SQL Server - Fact Checking Recent Vulnerability History

re: SQL Server - Fact Checking Recent Vulnerability History

Geld Lenen — Thu, 06 Mar 2008 17:48:14 GMT

There probably will be vulnerabilities in every application that is ever written. When it's not the code, it could be a engineer who makes it vulnerable.

And like you say, I think the SQL server really has improved.

The impact of the SDL on Microsoft SQL Server

Noticias externas — Fri, 07 Mar 2008 06:35:24 GMT

Following on from my recent post about Windows Vista security and the SDL, a number of people have indicated

Ytterligare ett taffligt försök till statistik?

Johan Lindfors — Fri, 07 Mar 2008 10:32:07 GMT

Tidigare i veckan utmanandes några av mina eller mina kollegors "taffliga försök"

re: SQL Server - Fact Checking Recent Vulnerability History

Shoaib Yousuf — Tue, 11 Mar 2008 01:50:45 GMT

Hi Jeff,

Good work. Did you find out from where the author of the article got his stats from?

Maybe he/she has access to a different database which we all are unaware of :D

Cheers

Shoaib

Sempre a proposito di sicurezza...

Normal people bore me! — Wed, 02 Apr 2008 09:44:47 GMT

Sempre a proposito di sicurezza...

Unbreakable?

The Data Platform Insider — Mon, 14 Apr 2008 19:35:38 GMT

Oracle recently released their latest Critical Patch Update which fixes vulnerabilities “in hundreds

Gedanken und News im Bereich Sicherheit

Schweizer IT Professional und TechNet Blog — Thu, 17 Apr 2008 12:30:13 GMT

Die Microsoft Trustworthy Computing initiative soll neu für Bereiche Sicherheit und Privacy im Internet

Jeff Jones さんによる SQL Server 脆弱性状況の確認

河端善博ブログ / SQL Server / PASSJ — Thu, 01 May 2008 07:24:07 GMT

Jeff Jones さんによる SQL Server 脆弱性状況の確認

re: SQL Server - Fact Checking Recent Vulnerability History

Geld Lenen — Sun, 15 Jun 2008 13:13:02 GMT

The number of vulnerabilities is related to the number of installed instances. That's why DB2 is never mentioned by anyone ;-)

re: SQL Server - Fact Checking Recent Vulnerability History

lening — Mon, 30 Jun 2008 09:56:20 GMT

I used to work with sybase. Last year i switched to microsoft SQL for security reasons. It's easy to use and powerfull. I am not claiming SQL Server is utterly vulnerability free, and I most certainly would never claim SQL Server is unbreakable, but the SQL Server team has made huge progress securing their customers.

re: SQL Server - Fact Checking Recent Vulnerability History

mooie campings — Wed, 23 Jul 2008 21:54:05 GMT

A key benefit of employing SDL is for me that knowledge learnt after finding and fixing screw ups. Very good improvements!

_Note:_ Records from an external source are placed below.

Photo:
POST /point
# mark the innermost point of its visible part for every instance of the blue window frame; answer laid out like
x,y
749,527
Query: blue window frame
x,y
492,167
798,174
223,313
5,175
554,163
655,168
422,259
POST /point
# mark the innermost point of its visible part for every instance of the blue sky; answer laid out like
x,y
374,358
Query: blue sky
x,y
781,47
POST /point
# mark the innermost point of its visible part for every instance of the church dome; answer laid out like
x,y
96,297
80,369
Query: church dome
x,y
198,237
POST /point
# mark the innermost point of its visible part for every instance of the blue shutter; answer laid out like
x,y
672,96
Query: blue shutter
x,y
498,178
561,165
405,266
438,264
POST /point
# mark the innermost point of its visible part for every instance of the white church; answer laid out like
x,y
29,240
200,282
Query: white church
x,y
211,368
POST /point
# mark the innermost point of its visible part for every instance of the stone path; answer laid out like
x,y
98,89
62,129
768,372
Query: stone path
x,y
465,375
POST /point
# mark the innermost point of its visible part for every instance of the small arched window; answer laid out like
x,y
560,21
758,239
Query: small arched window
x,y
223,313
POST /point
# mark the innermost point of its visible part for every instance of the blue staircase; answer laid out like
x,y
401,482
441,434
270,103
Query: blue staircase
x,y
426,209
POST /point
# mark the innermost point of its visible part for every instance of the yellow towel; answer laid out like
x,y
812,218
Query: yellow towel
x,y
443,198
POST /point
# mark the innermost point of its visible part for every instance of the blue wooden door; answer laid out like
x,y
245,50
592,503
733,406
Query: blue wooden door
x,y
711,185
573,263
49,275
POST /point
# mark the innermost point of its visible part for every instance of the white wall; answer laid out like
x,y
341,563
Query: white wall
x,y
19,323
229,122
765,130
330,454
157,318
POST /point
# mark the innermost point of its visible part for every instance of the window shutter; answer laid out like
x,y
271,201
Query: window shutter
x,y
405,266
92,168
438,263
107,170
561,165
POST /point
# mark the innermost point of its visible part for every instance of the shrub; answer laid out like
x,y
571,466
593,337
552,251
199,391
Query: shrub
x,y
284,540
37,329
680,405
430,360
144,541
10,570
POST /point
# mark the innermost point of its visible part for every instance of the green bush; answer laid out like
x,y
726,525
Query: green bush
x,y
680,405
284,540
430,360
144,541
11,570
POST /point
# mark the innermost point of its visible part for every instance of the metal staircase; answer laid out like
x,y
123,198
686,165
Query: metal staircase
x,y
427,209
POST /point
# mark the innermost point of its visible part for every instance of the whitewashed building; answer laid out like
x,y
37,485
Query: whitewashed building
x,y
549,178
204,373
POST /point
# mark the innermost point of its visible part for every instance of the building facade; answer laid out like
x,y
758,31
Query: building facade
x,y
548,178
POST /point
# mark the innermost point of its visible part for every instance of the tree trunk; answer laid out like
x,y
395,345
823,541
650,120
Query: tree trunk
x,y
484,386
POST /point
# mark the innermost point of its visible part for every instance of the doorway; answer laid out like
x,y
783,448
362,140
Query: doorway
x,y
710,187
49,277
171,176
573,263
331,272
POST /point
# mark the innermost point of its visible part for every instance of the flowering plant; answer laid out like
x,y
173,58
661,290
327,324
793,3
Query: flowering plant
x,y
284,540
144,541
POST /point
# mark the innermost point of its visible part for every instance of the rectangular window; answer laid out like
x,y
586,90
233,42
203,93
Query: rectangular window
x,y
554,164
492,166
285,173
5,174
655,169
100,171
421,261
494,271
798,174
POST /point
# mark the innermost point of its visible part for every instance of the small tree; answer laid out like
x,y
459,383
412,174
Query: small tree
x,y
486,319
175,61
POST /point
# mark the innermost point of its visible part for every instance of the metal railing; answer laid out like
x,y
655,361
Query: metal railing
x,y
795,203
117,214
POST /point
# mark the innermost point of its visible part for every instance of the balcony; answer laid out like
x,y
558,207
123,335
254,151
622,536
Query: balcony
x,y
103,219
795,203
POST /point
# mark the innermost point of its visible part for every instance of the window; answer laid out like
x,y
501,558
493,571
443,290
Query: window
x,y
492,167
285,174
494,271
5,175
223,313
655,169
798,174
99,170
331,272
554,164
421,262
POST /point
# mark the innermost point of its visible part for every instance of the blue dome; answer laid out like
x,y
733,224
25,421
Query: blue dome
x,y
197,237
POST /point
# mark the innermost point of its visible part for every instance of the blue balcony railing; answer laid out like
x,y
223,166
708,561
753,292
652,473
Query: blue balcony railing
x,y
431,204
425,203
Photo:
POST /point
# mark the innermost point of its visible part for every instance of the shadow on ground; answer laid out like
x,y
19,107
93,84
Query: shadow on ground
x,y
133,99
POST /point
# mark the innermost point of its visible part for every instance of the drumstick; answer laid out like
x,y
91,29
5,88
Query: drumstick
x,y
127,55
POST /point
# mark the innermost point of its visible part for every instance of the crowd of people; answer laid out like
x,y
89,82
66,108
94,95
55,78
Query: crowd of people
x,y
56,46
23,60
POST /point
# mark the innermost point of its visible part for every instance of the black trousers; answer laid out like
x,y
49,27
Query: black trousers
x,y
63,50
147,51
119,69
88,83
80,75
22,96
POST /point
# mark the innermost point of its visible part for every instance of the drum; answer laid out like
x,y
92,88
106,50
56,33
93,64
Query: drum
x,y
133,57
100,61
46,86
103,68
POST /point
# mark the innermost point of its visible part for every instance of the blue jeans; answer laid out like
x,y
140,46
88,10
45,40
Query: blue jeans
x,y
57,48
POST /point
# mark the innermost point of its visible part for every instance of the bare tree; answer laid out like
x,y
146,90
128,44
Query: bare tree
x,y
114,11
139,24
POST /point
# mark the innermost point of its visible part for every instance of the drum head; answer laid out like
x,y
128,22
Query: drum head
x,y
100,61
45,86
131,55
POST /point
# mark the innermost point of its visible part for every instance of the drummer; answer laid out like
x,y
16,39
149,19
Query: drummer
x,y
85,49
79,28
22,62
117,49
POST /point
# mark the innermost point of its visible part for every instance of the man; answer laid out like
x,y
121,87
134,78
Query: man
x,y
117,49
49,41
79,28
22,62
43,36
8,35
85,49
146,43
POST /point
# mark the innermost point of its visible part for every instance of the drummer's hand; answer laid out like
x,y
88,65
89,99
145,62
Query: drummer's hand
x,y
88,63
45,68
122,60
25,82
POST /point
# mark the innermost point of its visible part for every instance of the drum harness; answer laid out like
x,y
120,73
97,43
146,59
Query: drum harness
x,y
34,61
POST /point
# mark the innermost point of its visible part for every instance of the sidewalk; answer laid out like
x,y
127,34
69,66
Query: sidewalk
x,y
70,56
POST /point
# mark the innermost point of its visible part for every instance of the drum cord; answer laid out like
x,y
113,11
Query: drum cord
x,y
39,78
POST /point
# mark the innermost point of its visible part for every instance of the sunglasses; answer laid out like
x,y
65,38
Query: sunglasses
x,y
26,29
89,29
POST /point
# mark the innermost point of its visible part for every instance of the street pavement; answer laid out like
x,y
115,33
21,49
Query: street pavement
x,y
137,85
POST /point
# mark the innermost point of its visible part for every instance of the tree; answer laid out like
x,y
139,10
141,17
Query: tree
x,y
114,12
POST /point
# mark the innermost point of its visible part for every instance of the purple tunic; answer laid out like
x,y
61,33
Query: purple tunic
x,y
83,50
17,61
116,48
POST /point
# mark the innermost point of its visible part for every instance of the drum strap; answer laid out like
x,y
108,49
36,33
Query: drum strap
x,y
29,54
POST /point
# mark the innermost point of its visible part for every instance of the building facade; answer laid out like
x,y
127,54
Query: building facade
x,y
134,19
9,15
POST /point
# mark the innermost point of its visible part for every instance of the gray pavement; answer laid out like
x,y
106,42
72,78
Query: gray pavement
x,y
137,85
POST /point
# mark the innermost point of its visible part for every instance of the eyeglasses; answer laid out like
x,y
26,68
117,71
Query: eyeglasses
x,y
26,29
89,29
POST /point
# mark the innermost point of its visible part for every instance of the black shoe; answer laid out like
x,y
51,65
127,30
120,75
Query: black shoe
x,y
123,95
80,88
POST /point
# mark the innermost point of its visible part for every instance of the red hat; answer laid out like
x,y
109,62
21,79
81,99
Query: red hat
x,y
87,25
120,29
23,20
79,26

re: SQL Server - Fact Checking Recent Vulnerability History

Walter Horowitz — Wed, 30 Jul 2008 23:04:25 GMT

Does Microsoft actually use their "Best Practices for Security" for SQL Server 2005? We "try" to run our SQL Server with a service account that is not a member of the Admnistrators group.

With the latest fix, our server wouldn't run. Why? Because suddenly that account didn't have the permissions to access programs and data it needed.

We had use auditing to find files in C:\Program Files\Microsoft SQL Server and in

C:\Documents and Settings\All Users\Application Data\Microsoft\Crypto\RSA

that it needed to read to keep running.

Reading the web, we see that most users give up and just make the service account a member of the Administrators group. Is this the right way to make our systems more secure?

re: SQL Server - Fact Checking Recent Vulnerability History

Extra geld lenen nl — Mon, 08 Sep 2008 20:08:21 GMT

I think the SQL server really has improved. Here we have less problems with it, still a great product!

re: SQL Server - Fact Checking Recent Vulnerability History

Doorlopend krediet — Wed, 15 Apr 2009 21:25:35 GMT

I've worked with SQL for years but just lately I've decided to try out SyBase. Yet I don't find the security stable enough, SQL isn't the best either but SyBase has a lot of lacking features when it comes to security. Anyone think this is going to change anytime soon?